Brad overcomes innumerable obstacles to recruit his ill-matched crew. Gulliver is given passing mention — “ Horses are folks who keep to themselves, but they’re at least as intelligent as humans, and in some cases more so. " — but the horses are swiftly killed off. There is a glimpse of Heaven in a religious community outside of Summerville, : a naturist, “ utopian Starbucks. The Starbucks of Things-As-They-Ought-To-Be. It’s how a Starbucks would be in a world in which every applicable rule and regulation were followed. ” But Brad does not get fooled by the doctrine of full compliance. He builds his coracle. “ And Brad takes the twelve with him, and bids farewell to South Carolina. They row out into the great sea of the ocean . . .  ” As in The Odyssey, or The Ship That Sailed to Mars, the adventurers call on many islands, each more beautiful and dangerous than the last : “ an island of sheep, an island of whales, an island of psalm-singing birds, an island of eternally young, bread-eating monks, an island with a well of forgetfulness . . . . ” By the end, Momus turns Genesis upon its head and the beautiful Jacobean cadences accomplish a different order of creation.

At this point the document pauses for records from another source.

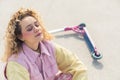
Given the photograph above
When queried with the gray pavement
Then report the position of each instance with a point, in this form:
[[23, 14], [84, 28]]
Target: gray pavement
[[102, 18]]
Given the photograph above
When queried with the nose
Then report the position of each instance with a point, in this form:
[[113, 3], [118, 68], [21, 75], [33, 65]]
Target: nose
[[36, 29]]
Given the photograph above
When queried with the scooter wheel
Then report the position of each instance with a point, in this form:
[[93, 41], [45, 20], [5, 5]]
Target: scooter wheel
[[97, 57]]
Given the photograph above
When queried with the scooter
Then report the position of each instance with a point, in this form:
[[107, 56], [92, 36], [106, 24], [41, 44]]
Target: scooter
[[82, 30]]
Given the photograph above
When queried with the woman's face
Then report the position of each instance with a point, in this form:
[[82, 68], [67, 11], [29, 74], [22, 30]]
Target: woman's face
[[31, 30]]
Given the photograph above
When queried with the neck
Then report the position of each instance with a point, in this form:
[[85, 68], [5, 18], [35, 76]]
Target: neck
[[33, 46]]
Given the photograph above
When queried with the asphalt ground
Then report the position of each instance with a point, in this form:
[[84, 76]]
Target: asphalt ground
[[102, 18]]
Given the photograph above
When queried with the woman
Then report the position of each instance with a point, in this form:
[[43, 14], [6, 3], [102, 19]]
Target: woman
[[30, 54]]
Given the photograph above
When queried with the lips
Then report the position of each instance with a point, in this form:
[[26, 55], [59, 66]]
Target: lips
[[38, 34]]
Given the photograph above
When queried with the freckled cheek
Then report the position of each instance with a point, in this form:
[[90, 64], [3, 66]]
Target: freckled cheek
[[27, 35]]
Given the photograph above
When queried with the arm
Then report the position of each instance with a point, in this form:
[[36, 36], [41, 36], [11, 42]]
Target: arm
[[70, 63], [16, 72]]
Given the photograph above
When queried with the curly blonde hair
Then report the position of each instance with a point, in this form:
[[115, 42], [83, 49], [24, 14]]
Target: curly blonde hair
[[13, 43]]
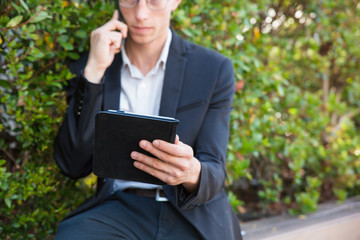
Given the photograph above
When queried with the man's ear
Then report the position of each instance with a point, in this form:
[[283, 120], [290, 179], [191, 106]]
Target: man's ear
[[175, 4]]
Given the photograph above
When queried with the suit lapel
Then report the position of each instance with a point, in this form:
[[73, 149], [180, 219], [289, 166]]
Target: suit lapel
[[174, 74], [112, 84]]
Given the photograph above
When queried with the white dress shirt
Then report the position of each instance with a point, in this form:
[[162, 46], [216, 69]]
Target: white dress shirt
[[141, 94]]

That specific aspect of UnAmerica is not quite as ambitious as Ursula K. Le Guin’s “ She Unnames Them ” but the aim of the journey has been achieved. The satire of the early passages of the book is of almost fractal involution, so dense that it almost conceals the most appalling point of all. The terrain of UnAmerica is all too recognizably twenty-first century America : what Momus is telling us is that we are living in a world where the South Won. Not like Winston S. Churchill’s “ If Lee Had Not Won the Battle of Gettysburg ” or Ward Moore’s Bring the Jubilee, but in a manner dark and inescapable utterly insidious for being almost unnoticed.

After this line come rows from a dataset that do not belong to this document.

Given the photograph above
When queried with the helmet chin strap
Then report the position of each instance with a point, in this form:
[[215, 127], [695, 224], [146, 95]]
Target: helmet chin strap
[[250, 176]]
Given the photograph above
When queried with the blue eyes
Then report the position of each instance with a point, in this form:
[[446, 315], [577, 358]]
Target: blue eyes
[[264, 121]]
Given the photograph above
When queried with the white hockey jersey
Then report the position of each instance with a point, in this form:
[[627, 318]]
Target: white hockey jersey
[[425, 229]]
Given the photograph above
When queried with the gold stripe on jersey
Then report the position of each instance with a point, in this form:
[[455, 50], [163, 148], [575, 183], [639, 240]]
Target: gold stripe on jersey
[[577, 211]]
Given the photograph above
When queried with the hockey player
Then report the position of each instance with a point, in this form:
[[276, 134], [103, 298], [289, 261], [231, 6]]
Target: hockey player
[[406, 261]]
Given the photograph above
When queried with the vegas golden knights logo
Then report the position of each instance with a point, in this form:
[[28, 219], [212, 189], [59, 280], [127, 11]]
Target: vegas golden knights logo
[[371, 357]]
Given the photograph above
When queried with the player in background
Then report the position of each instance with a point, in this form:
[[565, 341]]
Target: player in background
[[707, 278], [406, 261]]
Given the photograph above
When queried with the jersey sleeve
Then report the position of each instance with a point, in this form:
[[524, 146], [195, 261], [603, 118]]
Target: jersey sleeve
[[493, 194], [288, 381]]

The physical form of the book must be noted briefly. The book looks and feels distinctively unAmerican, and strongly resembles a small 1970s German paperback (Suhrkamp, from memory). However, the interior typography and legibility is not really up to those retro standards, for the text appears to be set in 6 point type with 8 point leading (or something equally crowded : 38 lines of text, in a live area about 32 picas in height). The East German paperbacks on my shelf are 37 lines of text, about 36 picas in height.

UnAmerica was a lot of fun to read, to pick up the art-historical references and consider the peculiar place of popular music in the events of the novel. And most of all, to watch how my own preconceptions of what is and is not suitable matter for satire were challenged again and again.